"About me?"
"Yes. And it must have been on account of what we said that she was on the heath. Without question she was coming to see you."
"But why should she come to see me if she felt so bitterly against me? There's the mystery."
"Yet I know she quite forgave 'ee."
"But, Diggory—would a woman, who had quite forgiven her son, say, when she felt herself ill on the way to his house, that she was broken-hearted because of his ill-usage? Never!"
"What I know is that she didn't blame you at all. She blamed herself for what had happened, only herself. I had it from her own lips."
"You had it from her lips that I had not ill-treated her; and at the same time another had it from her lips that I had ill-treated her? My mother was no impulsive woman who changed her opinion every hour without reason. How can it be, Venn, that she should have told such different stories in close succession?"

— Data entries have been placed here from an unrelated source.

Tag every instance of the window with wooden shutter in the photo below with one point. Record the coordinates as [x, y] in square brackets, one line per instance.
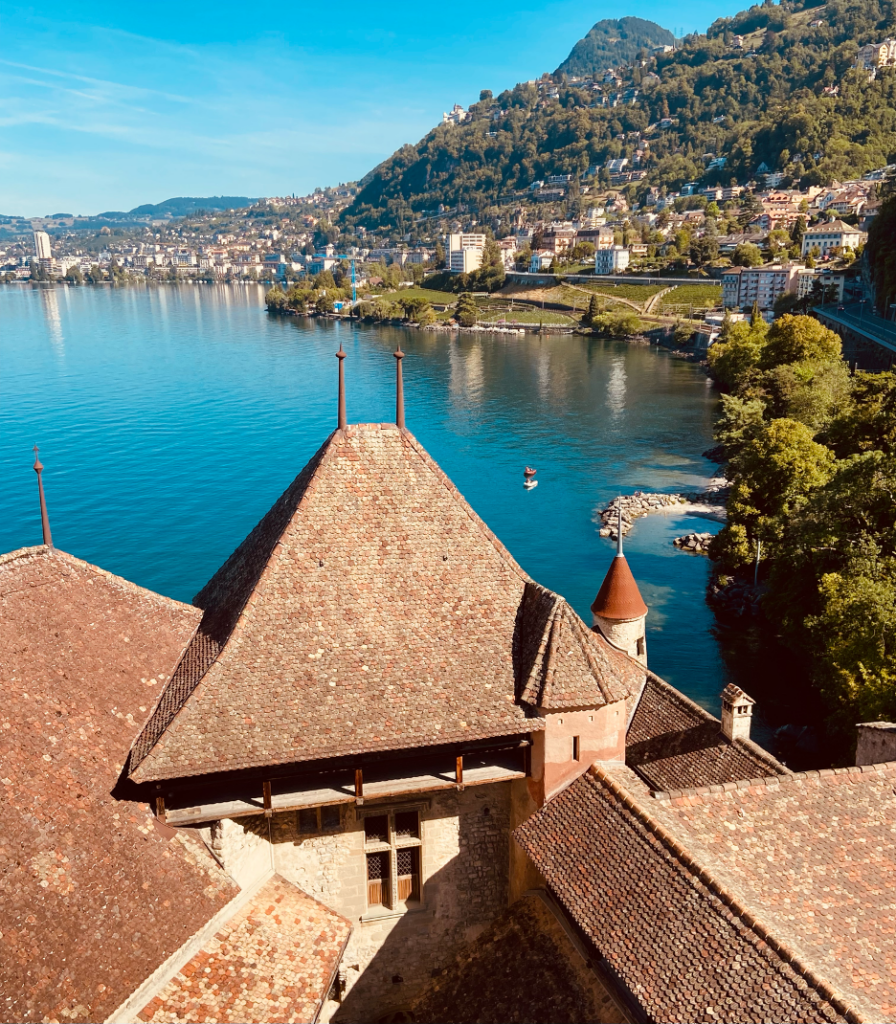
[408, 863]
[394, 860]
[378, 879]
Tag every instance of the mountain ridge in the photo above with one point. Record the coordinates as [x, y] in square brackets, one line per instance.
[611, 42]
[774, 85]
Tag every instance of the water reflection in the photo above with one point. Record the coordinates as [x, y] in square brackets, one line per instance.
[615, 387]
[52, 317]
[156, 373]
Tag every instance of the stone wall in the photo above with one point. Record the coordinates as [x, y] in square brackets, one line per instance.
[465, 857]
[877, 742]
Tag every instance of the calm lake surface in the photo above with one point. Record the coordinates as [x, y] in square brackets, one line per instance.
[170, 419]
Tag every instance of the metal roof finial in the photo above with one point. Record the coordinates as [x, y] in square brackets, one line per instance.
[341, 355]
[45, 519]
[399, 389]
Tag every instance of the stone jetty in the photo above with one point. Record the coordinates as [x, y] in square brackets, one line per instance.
[698, 543]
[634, 506]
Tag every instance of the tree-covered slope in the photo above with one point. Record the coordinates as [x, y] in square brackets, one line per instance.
[767, 102]
[613, 42]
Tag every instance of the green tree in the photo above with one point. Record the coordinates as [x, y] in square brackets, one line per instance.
[774, 474]
[704, 250]
[867, 422]
[793, 339]
[737, 351]
[275, 300]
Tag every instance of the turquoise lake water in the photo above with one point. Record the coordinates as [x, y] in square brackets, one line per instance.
[170, 419]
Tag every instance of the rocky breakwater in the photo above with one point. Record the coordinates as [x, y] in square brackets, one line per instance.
[698, 543]
[633, 507]
[709, 503]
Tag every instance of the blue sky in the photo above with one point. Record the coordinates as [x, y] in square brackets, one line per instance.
[105, 105]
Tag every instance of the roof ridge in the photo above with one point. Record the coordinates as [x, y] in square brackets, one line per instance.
[730, 900]
[680, 698]
[824, 775]
[210, 649]
[445, 480]
[586, 638]
[126, 585]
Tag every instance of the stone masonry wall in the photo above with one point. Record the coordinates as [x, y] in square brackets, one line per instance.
[465, 880]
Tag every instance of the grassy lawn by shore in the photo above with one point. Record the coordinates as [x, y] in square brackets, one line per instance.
[625, 290]
[419, 293]
[529, 316]
[698, 296]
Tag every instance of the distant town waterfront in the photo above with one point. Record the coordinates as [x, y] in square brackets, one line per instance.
[169, 420]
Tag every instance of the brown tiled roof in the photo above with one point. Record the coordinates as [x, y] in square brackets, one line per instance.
[619, 596]
[667, 932]
[562, 664]
[674, 743]
[94, 897]
[813, 856]
[371, 609]
[273, 961]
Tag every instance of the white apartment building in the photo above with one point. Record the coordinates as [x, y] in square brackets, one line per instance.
[742, 286]
[836, 235]
[873, 55]
[612, 260]
[465, 252]
[42, 245]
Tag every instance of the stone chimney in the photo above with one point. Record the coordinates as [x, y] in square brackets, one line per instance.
[736, 713]
[877, 742]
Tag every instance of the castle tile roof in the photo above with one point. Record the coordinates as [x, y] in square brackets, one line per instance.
[371, 609]
[94, 894]
[673, 743]
[619, 596]
[562, 663]
[273, 961]
[813, 856]
[660, 923]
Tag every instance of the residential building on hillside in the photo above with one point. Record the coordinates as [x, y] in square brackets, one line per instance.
[541, 260]
[612, 260]
[835, 235]
[42, 246]
[742, 286]
[873, 55]
[464, 252]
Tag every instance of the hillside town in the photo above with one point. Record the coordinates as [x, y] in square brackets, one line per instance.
[759, 242]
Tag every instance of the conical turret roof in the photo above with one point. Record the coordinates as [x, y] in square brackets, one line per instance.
[619, 596]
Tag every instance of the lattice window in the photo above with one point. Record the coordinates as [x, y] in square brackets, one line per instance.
[393, 850]
[378, 879]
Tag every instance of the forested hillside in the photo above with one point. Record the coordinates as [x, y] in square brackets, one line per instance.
[765, 102]
[613, 42]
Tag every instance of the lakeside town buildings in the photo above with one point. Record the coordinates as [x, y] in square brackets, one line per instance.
[376, 771]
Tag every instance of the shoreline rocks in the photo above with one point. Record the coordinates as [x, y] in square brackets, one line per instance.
[697, 543]
[709, 503]
[633, 507]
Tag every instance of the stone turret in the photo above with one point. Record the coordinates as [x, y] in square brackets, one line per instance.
[736, 713]
[619, 610]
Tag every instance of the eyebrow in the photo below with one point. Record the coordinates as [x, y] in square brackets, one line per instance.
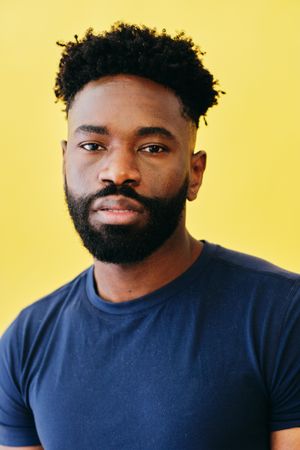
[92, 129]
[142, 132]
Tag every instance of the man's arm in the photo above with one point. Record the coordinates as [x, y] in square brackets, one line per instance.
[288, 439]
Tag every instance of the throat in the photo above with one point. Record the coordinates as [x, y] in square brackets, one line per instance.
[119, 283]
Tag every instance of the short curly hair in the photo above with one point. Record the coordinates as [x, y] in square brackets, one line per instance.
[138, 50]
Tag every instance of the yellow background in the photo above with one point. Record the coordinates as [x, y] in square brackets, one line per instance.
[250, 197]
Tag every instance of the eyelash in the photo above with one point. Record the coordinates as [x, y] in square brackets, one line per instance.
[99, 148]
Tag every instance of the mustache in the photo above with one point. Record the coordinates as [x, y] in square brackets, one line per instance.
[123, 190]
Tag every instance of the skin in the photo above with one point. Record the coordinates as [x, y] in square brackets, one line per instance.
[124, 104]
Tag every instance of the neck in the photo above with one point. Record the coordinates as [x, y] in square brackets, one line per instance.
[118, 283]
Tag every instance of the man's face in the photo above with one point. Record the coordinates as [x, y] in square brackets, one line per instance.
[128, 167]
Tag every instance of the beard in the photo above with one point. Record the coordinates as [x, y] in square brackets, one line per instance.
[126, 244]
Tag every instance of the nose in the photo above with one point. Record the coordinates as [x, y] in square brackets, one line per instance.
[120, 167]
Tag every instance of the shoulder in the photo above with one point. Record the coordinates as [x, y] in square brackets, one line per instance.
[43, 313]
[250, 267]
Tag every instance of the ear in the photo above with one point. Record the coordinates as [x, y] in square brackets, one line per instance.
[198, 164]
[64, 151]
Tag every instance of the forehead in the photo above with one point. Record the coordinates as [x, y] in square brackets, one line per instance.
[127, 102]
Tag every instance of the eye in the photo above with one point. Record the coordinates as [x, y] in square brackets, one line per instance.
[154, 149]
[91, 147]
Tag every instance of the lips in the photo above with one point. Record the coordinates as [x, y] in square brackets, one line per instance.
[117, 204]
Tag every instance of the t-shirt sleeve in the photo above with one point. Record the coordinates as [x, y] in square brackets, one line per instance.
[285, 376]
[17, 425]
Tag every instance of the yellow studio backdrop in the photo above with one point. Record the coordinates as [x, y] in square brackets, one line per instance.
[250, 197]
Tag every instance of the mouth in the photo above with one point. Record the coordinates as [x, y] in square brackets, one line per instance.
[116, 210]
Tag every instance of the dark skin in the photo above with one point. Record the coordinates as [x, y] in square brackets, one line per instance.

"I cannot say. It is certainly odd, when she had forgiven you, and had forgiven your wife, and was going to see ye on purpose to make friends."
"If there was one thing wanting to bewilder me it was this incomprehensible thing!… Diggory, if we, who remain alive, were only allowed to hold conversation with the dead—just once, a bare minute, even through a screen of iron bars, as with persons in prison—what we might learn! How many who now ride smiling would hide their heads! And this mystery—I should then be at the bottom of it at once. But the grave has for ever shut her in; and how shall it be found out now?"
No reply was returned by his companion, since none could be given; and when Venn left, a few minutes later, Clym had passed from the dullness of sorrow to the fluctuation of carking incertitude.